For Americans born after 1960, the full Social Security retirement age is 67 years old. If you make a claim at that time, you will receive the “full” benefit. The earlier you claim, the less money you’ll get. At age 62, the minimum benefit amount is reduced by 30%.
If you claim benefits after age 67, your check will continue to grow at 8% per year. According to Kotlikoff’s calculations, the total Social Security “bonus” from ages 62 to 70 would increase monthly payments by about 76%.
The question is whether you can “win” the bonus by receiving and investing your check early.
We asked the experts that question. Short answer: Maybe. But it may not be worth the risk.

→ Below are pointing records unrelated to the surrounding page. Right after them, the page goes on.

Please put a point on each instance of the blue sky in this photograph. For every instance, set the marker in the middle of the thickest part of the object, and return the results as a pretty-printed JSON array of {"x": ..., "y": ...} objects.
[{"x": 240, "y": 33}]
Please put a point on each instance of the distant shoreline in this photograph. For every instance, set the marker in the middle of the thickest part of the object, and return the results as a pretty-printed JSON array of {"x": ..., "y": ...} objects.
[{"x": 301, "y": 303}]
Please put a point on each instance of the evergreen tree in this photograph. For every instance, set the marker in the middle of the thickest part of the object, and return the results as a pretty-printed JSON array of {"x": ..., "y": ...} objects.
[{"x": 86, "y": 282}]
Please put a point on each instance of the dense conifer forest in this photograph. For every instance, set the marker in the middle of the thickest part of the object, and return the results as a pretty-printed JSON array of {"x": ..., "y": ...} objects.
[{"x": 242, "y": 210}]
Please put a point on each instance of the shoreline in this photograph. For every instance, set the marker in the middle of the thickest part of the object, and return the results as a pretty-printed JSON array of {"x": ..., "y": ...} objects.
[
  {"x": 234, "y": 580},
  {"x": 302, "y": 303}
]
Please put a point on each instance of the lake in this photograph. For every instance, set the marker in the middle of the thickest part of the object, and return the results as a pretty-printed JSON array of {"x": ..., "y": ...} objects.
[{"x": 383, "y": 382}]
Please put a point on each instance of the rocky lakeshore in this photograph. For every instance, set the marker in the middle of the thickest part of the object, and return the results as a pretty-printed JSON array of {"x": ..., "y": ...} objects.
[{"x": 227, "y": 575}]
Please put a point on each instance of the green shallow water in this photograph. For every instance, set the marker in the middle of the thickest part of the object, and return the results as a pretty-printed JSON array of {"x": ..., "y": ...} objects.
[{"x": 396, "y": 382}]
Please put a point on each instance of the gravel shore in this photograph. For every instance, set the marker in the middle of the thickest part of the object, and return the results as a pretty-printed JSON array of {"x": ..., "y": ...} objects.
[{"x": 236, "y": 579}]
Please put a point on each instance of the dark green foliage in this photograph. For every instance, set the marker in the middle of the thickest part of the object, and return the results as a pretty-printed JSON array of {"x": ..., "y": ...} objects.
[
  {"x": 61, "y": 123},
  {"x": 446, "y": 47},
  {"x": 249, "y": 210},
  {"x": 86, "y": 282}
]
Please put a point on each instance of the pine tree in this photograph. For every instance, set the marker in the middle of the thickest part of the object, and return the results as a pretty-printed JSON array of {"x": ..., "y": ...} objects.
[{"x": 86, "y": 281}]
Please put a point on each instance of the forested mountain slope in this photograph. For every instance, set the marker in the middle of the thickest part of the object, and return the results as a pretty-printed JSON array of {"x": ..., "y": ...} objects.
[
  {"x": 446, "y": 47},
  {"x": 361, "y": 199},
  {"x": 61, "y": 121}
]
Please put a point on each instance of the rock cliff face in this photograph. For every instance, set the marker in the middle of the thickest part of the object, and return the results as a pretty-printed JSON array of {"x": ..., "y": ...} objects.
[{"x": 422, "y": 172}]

According to one Motley Fool analysis, if you earn 5% a year in Social Security contributions, you may be better off taking your benefits at age 62, even if your monthly check is smaller. This potential benefit lasts until about age 90. Even if you live longer than that, you’re better off claiming a larger Social Security check at age 70.
Brokamp said investing a Social Security check may make sense for people who don’t need the money and want to pass it on to their children.
However, this strategy has its risks and pitfalls. Perhaps the biggest risk, economists say, is the risk of investing Social Security money in unpredictable financial markets.
“Nearly all retirement experts agree that the core of your retirement savings should be kept in the safest form possible,” Morrissey said. And few investments can match the security of Social Security.